A STRUCTURE FOR ENHANCING USER PARTICIPATION IN MODEL DEVELOPMENT
Timothy J. VanEpps Armco Inc. Middletown Works Industrial Engineering Middletown, Ohio 450~3
ABSTRACT Mathmatical modeling is the peaceful coexistence of theory and practice. If either of these aspects becomes dominant the results may be detrimental to the acceptance and usefulness of the model. When the gap between theory and practice is effectively bridged, the chances for success of the model are greatly enhanced. Often the client (end user) is treated as a resource outside the scope of the problem solution. This isolation of the client from the solution technique makes it difficult for him to understand, defend, and implement the answers produced by the model. Making the client an integral part of linking the physical problem to the model solution, raises his or her understanding and participation level to where the modeler and client interact more productively.

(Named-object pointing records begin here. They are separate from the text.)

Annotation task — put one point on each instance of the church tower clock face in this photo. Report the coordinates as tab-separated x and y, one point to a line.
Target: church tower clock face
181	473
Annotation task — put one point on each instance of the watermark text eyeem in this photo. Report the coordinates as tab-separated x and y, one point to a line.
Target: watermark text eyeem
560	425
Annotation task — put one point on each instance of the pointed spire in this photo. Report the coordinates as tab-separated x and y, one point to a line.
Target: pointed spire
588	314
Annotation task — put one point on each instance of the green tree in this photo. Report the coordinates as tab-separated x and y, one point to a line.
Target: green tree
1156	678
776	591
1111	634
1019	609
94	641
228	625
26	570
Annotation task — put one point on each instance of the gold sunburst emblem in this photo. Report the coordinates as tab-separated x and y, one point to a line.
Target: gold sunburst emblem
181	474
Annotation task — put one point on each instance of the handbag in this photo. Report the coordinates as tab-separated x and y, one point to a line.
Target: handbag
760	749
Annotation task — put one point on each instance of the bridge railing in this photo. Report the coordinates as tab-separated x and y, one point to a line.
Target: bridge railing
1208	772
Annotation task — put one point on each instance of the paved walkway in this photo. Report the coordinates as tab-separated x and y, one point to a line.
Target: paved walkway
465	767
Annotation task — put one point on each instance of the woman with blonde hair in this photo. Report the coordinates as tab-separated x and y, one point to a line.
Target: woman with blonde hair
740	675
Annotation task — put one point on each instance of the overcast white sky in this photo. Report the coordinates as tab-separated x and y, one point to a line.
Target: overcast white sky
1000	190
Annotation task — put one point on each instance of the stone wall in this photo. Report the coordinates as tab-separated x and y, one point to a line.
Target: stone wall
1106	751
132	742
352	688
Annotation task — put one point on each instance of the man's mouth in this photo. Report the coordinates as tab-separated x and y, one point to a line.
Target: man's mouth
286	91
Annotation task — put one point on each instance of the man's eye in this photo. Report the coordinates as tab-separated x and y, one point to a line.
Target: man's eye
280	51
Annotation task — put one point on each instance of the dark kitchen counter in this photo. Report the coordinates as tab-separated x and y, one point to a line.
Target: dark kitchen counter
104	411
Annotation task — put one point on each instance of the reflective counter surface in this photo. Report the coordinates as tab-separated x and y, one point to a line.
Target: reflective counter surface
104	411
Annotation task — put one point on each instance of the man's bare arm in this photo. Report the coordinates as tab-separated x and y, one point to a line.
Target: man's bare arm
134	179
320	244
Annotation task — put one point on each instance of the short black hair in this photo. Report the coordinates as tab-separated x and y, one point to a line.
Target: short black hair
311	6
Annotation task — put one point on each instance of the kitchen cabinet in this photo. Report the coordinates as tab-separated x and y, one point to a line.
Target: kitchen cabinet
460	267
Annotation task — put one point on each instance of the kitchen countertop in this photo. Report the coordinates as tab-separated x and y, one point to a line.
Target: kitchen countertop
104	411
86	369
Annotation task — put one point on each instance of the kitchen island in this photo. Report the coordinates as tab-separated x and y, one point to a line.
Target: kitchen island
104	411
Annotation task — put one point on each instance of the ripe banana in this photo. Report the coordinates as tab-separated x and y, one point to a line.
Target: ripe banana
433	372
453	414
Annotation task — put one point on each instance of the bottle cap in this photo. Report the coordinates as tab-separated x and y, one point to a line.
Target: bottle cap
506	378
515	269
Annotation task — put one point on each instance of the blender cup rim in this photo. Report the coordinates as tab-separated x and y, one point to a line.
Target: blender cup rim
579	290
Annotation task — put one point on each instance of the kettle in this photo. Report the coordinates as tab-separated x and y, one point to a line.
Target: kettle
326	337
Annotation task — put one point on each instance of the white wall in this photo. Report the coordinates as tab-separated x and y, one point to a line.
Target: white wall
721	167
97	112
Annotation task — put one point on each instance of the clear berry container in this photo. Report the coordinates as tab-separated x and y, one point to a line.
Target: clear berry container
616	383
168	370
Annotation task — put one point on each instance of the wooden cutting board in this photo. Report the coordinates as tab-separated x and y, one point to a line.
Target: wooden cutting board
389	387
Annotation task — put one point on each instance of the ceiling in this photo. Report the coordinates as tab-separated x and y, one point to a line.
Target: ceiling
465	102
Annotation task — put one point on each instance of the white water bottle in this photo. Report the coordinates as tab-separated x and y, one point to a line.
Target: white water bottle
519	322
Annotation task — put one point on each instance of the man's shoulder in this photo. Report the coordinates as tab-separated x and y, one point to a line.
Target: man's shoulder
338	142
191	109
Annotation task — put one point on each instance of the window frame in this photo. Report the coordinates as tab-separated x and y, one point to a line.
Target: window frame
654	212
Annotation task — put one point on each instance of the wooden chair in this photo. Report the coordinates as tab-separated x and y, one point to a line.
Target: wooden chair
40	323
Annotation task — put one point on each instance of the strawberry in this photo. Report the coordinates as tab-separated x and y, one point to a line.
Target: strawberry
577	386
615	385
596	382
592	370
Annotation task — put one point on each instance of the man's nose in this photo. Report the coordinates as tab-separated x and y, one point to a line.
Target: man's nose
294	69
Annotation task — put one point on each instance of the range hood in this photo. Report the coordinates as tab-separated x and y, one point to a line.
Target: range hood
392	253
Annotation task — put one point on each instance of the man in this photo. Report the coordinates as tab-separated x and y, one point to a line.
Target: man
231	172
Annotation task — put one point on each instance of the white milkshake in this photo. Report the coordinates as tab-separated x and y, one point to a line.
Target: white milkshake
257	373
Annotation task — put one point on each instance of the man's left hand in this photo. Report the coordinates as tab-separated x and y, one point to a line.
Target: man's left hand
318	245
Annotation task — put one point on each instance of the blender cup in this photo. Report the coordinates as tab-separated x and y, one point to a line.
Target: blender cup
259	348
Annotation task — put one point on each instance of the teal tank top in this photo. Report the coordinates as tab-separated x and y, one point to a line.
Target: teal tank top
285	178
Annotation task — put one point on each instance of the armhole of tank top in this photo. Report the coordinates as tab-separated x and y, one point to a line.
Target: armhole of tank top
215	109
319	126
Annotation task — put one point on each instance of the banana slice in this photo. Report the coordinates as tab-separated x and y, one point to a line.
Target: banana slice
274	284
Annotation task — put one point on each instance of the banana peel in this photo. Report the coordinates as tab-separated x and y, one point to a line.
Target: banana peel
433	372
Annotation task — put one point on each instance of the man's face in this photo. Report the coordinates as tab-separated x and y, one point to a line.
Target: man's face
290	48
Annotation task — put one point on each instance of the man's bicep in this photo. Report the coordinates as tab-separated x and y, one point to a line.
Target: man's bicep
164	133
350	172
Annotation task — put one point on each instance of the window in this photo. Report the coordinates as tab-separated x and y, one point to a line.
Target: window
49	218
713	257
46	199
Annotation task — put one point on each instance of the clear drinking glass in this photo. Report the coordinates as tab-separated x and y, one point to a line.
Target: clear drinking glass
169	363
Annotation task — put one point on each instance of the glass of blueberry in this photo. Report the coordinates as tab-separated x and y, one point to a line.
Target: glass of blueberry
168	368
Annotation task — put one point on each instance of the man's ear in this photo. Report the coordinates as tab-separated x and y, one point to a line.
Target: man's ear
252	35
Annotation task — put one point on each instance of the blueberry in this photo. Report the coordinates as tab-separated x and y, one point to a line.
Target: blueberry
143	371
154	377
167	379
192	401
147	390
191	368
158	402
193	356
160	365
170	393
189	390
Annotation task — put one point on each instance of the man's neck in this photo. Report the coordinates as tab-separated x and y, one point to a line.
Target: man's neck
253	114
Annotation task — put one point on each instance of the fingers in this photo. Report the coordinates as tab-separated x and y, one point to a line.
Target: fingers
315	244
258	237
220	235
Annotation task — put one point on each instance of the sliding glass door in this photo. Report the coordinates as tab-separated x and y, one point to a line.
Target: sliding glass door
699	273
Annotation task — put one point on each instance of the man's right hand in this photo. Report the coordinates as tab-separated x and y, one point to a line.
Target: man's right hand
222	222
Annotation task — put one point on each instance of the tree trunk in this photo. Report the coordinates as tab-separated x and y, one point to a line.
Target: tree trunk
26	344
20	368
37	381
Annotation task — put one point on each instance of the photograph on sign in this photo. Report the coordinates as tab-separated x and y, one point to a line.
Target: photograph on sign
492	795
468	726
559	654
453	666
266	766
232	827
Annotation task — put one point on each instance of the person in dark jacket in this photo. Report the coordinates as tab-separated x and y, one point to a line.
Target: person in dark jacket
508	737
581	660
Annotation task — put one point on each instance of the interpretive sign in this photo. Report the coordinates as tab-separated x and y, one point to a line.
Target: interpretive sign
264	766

This gap is being bridged at Armco, specifically in the forecasting of energy supply and demand. The method developed borrows an important concept from the area of Artificial Intelligence, in that the storage and manipulation of the energy system "knowledge" has been separated from the actual model program code. Using a VAX 11/780 and an "off the shelf" query language the energy engineer can manipulate the variables which define the energy systems. Software has been developed to retrieve information from the knowledge base. Using this information, this software creates source code and manual data input programs for a complete model package. This paper describes the development and implementation of this system in the context of a comprehensive Energy Management Computer System at an integrated steelmaking facility.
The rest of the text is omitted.